Yesterday, as Washington, D.C., got ready for the State of the Union, the man at the center of our story "The Shooter" was on Capitol Hill. We had arranged meetings with nine of the most influential members of the Senate and House to discuss the larger issues of the story — the difficulty soldiers, and especially members of elite Special Operations Forces, have transitioning to civilian life and the inadequacy of the assistance provided to them by our government. Our little traveling party, which included Phil Bronstein, who wrote our story and is executive chairman of the Center for Investigative Reporting, met for breakfast at about 9:15 and ended up hurrying out of the Capitol building just as it was being locked down in preparation for the President.
The Shooter is not as large as I expected. He's one of those guys who is sneaky big. He doesn't stand out. In a suit, you can't see his tattoos and you don't realize how solid he is until you stand next to him.
In every meeting, he hit on the same themes. In the years since 9/11, the toll on members of Tier One Special Operations Forces has become even more brutal than in previous eras. As the way we wage war has transitioned from boots on the ground to tactical, highly targeted strikes, those who do the striking are under unprecedented stresses. Without drama, he described his life as a member of SEAL Team 6: Three hundred days a year away from his family. Four-month deployments during which they performed missions — sometimes multiple missions — virtually every night. When not deployed, constant training — parachute jumps, underwater exercises, skills development, conditioning. The toll on the body, and the psyche, is unending, which makes the requirement of twenty years of service to qualify for pension and retirement benefits an unrealistic expectation in the modern era of war.
In one meeting, the Shooter gave an example of one of his own long-term injuries that stuck with me: He has arthritis in his neck that is the result of wearing heavy night-vision goggles every night for 120 nights in a row, repeated over multiple deployments. He's in his mid-30s.
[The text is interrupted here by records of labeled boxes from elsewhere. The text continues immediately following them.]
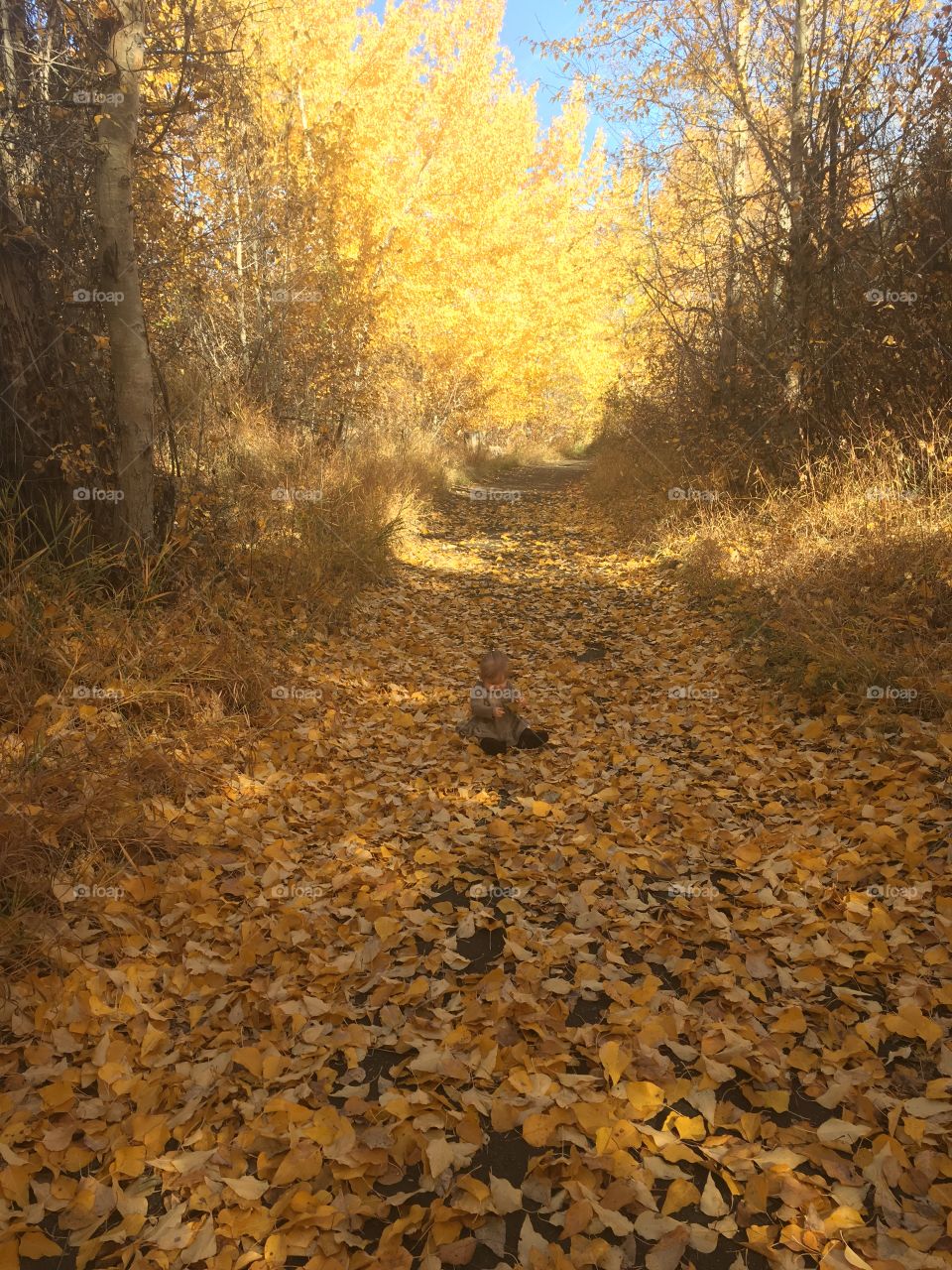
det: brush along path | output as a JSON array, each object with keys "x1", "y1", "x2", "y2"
[{"x1": 0, "y1": 467, "x2": 952, "y2": 1270}]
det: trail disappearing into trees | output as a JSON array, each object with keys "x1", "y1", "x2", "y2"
[{"x1": 4, "y1": 466, "x2": 952, "y2": 1270}]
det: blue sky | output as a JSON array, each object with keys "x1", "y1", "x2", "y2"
[
  {"x1": 503, "y1": 0, "x2": 620, "y2": 147},
  {"x1": 361, "y1": 0, "x2": 620, "y2": 147},
  {"x1": 503, "y1": 0, "x2": 581, "y2": 126}
]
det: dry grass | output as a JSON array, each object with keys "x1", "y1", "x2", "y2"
[
  {"x1": 593, "y1": 422, "x2": 952, "y2": 716},
  {"x1": 0, "y1": 414, "x2": 443, "y2": 957}
]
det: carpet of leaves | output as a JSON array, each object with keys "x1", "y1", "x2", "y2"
[{"x1": 0, "y1": 472, "x2": 952, "y2": 1270}]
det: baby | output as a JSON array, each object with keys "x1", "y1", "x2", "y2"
[{"x1": 457, "y1": 649, "x2": 548, "y2": 754}]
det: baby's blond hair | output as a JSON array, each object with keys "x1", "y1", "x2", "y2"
[{"x1": 480, "y1": 648, "x2": 509, "y2": 681}]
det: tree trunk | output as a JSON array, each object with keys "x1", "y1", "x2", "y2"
[
  {"x1": 787, "y1": 0, "x2": 811, "y2": 424},
  {"x1": 95, "y1": 0, "x2": 155, "y2": 544},
  {"x1": 717, "y1": 0, "x2": 750, "y2": 412}
]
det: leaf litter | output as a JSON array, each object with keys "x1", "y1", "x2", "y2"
[{"x1": 0, "y1": 471, "x2": 952, "y2": 1270}]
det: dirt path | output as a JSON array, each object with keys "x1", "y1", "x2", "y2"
[{"x1": 0, "y1": 466, "x2": 952, "y2": 1270}]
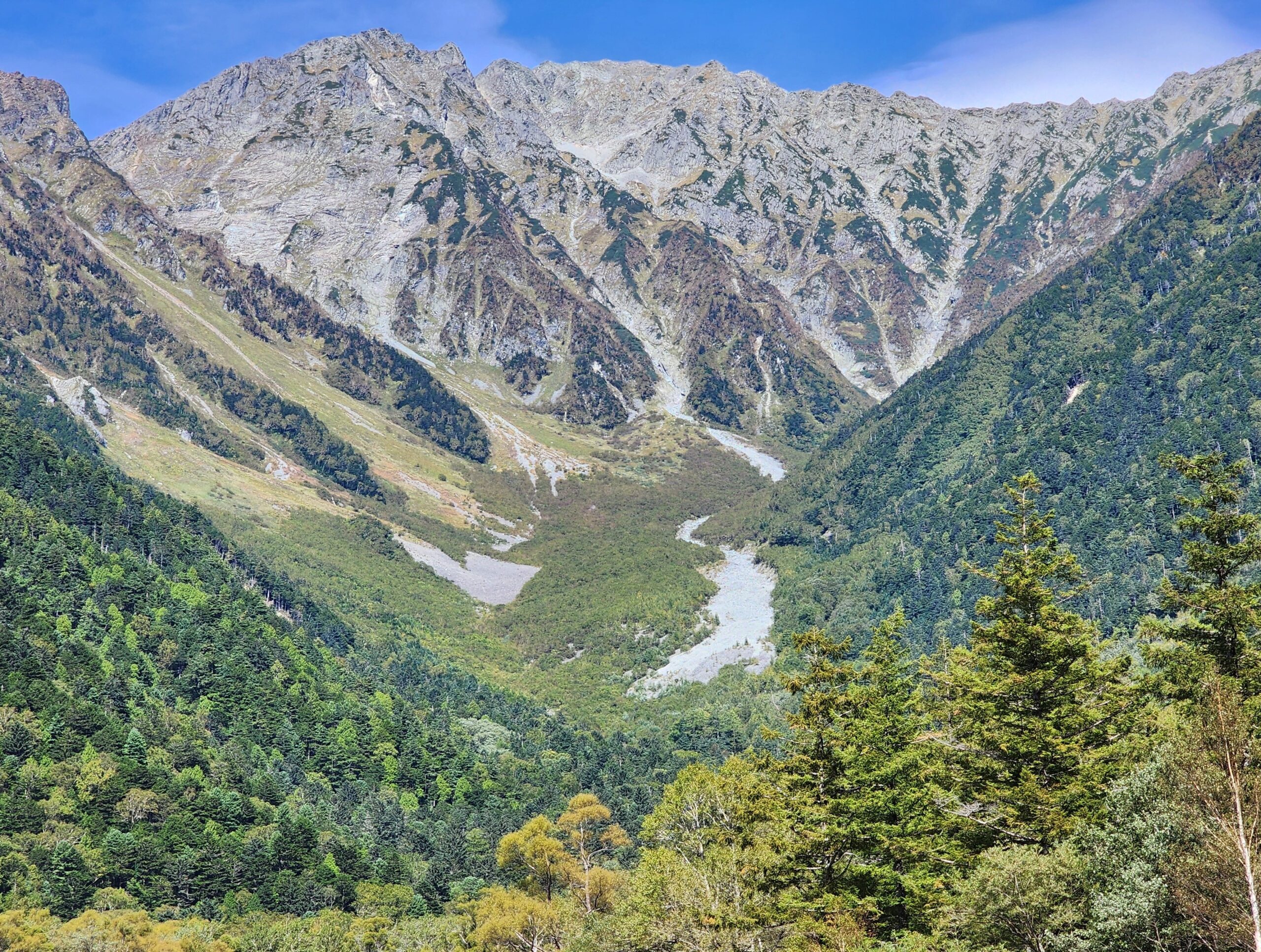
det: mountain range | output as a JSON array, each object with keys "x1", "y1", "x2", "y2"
[{"x1": 7, "y1": 30, "x2": 1261, "y2": 706}]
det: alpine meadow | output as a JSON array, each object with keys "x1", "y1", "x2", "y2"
[{"x1": 10, "y1": 9, "x2": 1261, "y2": 952}]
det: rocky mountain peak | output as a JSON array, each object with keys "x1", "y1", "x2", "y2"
[
  {"x1": 0, "y1": 72, "x2": 88, "y2": 162},
  {"x1": 99, "y1": 38, "x2": 1261, "y2": 430}
]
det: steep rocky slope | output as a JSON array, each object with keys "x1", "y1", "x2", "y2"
[
  {"x1": 478, "y1": 54, "x2": 1261, "y2": 394},
  {"x1": 99, "y1": 30, "x2": 1261, "y2": 439},
  {"x1": 97, "y1": 30, "x2": 866, "y2": 444},
  {"x1": 741, "y1": 107, "x2": 1261, "y2": 650}
]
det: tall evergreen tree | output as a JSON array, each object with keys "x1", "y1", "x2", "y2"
[
  {"x1": 1160, "y1": 453, "x2": 1261, "y2": 677},
  {"x1": 933, "y1": 473, "x2": 1136, "y2": 846},
  {"x1": 778, "y1": 608, "x2": 948, "y2": 934}
]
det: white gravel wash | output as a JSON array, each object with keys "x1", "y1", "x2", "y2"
[
  {"x1": 705, "y1": 426, "x2": 784, "y2": 483},
  {"x1": 628, "y1": 516, "x2": 775, "y2": 697},
  {"x1": 395, "y1": 536, "x2": 538, "y2": 605}
]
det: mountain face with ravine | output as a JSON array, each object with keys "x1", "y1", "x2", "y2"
[{"x1": 97, "y1": 30, "x2": 1261, "y2": 443}]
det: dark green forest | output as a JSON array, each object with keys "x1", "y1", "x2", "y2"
[{"x1": 736, "y1": 104, "x2": 1261, "y2": 648}]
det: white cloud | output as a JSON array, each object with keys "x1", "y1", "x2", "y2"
[{"x1": 867, "y1": 0, "x2": 1259, "y2": 107}]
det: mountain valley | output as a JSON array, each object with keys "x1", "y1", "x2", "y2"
[{"x1": 7, "y1": 29, "x2": 1261, "y2": 952}]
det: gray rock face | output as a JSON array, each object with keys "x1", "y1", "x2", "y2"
[{"x1": 95, "y1": 30, "x2": 1261, "y2": 424}]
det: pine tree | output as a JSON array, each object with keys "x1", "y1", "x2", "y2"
[
  {"x1": 933, "y1": 473, "x2": 1136, "y2": 846},
  {"x1": 781, "y1": 608, "x2": 950, "y2": 936},
  {"x1": 1160, "y1": 453, "x2": 1261, "y2": 677}
]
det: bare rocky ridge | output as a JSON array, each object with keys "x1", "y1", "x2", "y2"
[{"x1": 96, "y1": 30, "x2": 1261, "y2": 431}]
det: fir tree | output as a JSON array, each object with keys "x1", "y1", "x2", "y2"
[
  {"x1": 781, "y1": 608, "x2": 948, "y2": 934},
  {"x1": 1160, "y1": 453, "x2": 1261, "y2": 677},
  {"x1": 933, "y1": 473, "x2": 1136, "y2": 846}
]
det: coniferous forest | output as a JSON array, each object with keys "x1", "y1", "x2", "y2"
[{"x1": 10, "y1": 18, "x2": 1261, "y2": 952}]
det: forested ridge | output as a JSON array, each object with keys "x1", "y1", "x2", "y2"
[
  {"x1": 736, "y1": 107, "x2": 1261, "y2": 648},
  {"x1": 7, "y1": 61, "x2": 1261, "y2": 952},
  {"x1": 0, "y1": 352, "x2": 745, "y2": 938}
]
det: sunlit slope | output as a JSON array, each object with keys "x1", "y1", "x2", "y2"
[{"x1": 749, "y1": 109, "x2": 1261, "y2": 644}]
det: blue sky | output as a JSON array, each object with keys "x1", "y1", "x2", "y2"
[{"x1": 0, "y1": 0, "x2": 1261, "y2": 136}]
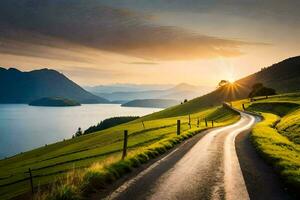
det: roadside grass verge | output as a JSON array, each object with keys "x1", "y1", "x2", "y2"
[
  {"x1": 276, "y1": 109, "x2": 300, "y2": 144},
  {"x1": 251, "y1": 113, "x2": 300, "y2": 195},
  {"x1": 247, "y1": 102, "x2": 299, "y2": 117},
  {"x1": 0, "y1": 104, "x2": 239, "y2": 199},
  {"x1": 41, "y1": 128, "x2": 204, "y2": 199},
  {"x1": 35, "y1": 107, "x2": 239, "y2": 200}
]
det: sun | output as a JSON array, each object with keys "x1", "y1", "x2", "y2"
[{"x1": 228, "y1": 78, "x2": 235, "y2": 83}]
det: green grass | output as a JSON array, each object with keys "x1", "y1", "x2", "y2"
[
  {"x1": 252, "y1": 113, "x2": 300, "y2": 193},
  {"x1": 276, "y1": 109, "x2": 300, "y2": 144},
  {"x1": 233, "y1": 93, "x2": 300, "y2": 195},
  {"x1": 0, "y1": 104, "x2": 239, "y2": 199},
  {"x1": 247, "y1": 102, "x2": 299, "y2": 117}
]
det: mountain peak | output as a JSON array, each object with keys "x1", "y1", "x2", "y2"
[{"x1": 174, "y1": 83, "x2": 196, "y2": 90}]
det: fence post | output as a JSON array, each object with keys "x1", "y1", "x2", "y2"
[
  {"x1": 28, "y1": 168, "x2": 34, "y2": 195},
  {"x1": 177, "y1": 120, "x2": 180, "y2": 135},
  {"x1": 122, "y1": 130, "x2": 128, "y2": 160}
]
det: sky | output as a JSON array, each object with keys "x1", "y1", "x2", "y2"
[{"x1": 0, "y1": 0, "x2": 300, "y2": 86}]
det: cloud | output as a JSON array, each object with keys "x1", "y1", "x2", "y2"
[
  {"x1": 0, "y1": 0, "x2": 255, "y2": 61},
  {"x1": 126, "y1": 61, "x2": 158, "y2": 65}
]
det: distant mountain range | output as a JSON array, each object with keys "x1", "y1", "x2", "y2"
[
  {"x1": 83, "y1": 83, "x2": 175, "y2": 93},
  {"x1": 86, "y1": 83, "x2": 213, "y2": 101},
  {"x1": 144, "y1": 56, "x2": 300, "y2": 117},
  {"x1": 0, "y1": 67, "x2": 109, "y2": 103}
]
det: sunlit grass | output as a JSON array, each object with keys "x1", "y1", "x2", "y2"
[
  {"x1": 0, "y1": 107, "x2": 239, "y2": 199},
  {"x1": 252, "y1": 113, "x2": 300, "y2": 191}
]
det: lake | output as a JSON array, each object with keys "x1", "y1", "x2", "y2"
[{"x1": 0, "y1": 104, "x2": 161, "y2": 158}]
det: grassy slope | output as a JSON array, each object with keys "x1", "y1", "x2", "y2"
[
  {"x1": 233, "y1": 93, "x2": 300, "y2": 192},
  {"x1": 0, "y1": 106, "x2": 238, "y2": 199},
  {"x1": 276, "y1": 109, "x2": 300, "y2": 144},
  {"x1": 252, "y1": 113, "x2": 300, "y2": 191}
]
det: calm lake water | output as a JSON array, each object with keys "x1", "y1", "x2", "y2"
[{"x1": 0, "y1": 104, "x2": 161, "y2": 158}]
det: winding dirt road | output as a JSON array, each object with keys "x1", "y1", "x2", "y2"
[{"x1": 106, "y1": 113, "x2": 292, "y2": 200}]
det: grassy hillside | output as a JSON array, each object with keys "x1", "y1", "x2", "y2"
[
  {"x1": 0, "y1": 104, "x2": 239, "y2": 199},
  {"x1": 233, "y1": 93, "x2": 300, "y2": 195},
  {"x1": 276, "y1": 109, "x2": 300, "y2": 145}
]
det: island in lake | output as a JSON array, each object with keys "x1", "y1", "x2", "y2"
[
  {"x1": 122, "y1": 99, "x2": 180, "y2": 108},
  {"x1": 29, "y1": 97, "x2": 81, "y2": 107}
]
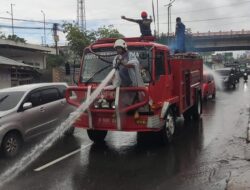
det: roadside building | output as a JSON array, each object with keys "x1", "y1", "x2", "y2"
[
  {"x1": 0, "y1": 39, "x2": 56, "y2": 70},
  {"x1": 0, "y1": 56, "x2": 40, "y2": 89}
]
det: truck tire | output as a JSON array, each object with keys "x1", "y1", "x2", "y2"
[
  {"x1": 87, "y1": 130, "x2": 108, "y2": 143},
  {"x1": 159, "y1": 108, "x2": 176, "y2": 145},
  {"x1": 192, "y1": 92, "x2": 202, "y2": 120},
  {"x1": 64, "y1": 127, "x2": 75, "y2": 137},
  {"x1": 1, "y1": 132, "x2": 22, "y2": 158},
  {"x1": 183, "y1": 109, "x2": 192, "y2": 121}
]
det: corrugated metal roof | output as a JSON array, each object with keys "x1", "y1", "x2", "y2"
[
  {"x1": 0, "y1": 39, "x2": 56, "y2": 54},
  {"x1": 0, "y1": 56, "x2": 33, "y2": 68}
]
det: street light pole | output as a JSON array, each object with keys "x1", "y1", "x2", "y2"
[
  {"x1": 10, "y1": 3, "x2": 14, "y2": 36},
  {"x1": 6, "y1": 3, "x2": 15, "y2": 36},
  {"x1": 41, "y1": 10, "x2": 46, "y2": 46},
  {"x1": 164, "y1": 0, "x2": 175, "y2": 37}
]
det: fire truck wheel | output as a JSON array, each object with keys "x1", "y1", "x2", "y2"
[
  {"x1": 2, "y1": 132, "x2": 22, "y2": 158},
  {"x1": 160, "y1": 108, "x2": 176, "y2": 144},
  {"x1": 183, "y1": 110, "x2": 192, "y2": 121},
  {"x1": 64, "y1": 127, "x2": 75, "y2": 137},
  {"x1": 87, "y1": 130, "x2": 108, "y2": 143},
  {"x1": 193, "y1": 93, "x2": 202, "y2": 120}
]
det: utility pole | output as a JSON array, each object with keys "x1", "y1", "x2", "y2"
[
  {"x1": 164, "y1": 0, "x2": 175, "y2": 38},
  {"x1": 6, "y1": 3, "x2": 15, "y2": 36},
  {"x1": 41, "y1": 10, "x2": 46, "y2": 46},
  {"x1": 52, "y1": 23, "x2": 59, "y2": 55},
  {"x1": 77, "y1": 0, "x2": 86, "y2": 32},
  {"x1": 10, "y1": 3, "x2": 14, "y2": 36},
  {"x1": 156, "y1": 0, "x2": 160, "y2": 36}
]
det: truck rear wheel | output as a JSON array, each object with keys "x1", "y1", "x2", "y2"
[
  {"x1": 160, "y1": 108, "x2": 176, "y2": 144},
  {"x1": 87, "y1": 130, "x2": 108, "y2": 143}
]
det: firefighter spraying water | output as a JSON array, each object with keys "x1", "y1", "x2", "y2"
[{"x1": 67, "y1": 37, "x2": 203, "y2": 143}]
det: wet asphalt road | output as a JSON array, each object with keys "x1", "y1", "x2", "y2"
[{"x1": 0, "y1": 81, "x2": 250, "y2": 190}]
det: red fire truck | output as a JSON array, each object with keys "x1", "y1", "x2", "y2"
[{"x1": 66, "y1": 37, "x2": 203, "y2": 143}]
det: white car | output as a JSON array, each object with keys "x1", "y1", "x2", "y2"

He spoke of how difficult it was to leave the service. His fellow Team 6 members saw it as something of a betrayal, as quitting the mission. The command structure discourages it to keep force levels up. As a result, even though he gave notice of his intentions a year before his actual departure and signed up for another deployment (to Afghanistan, in winter) after the bin Laden mission, assistance in transitioning from military to civilian life was brief and abrupt. Health benefits for his family ended at midnight of his last day; no pension; no security provisions for him or his family.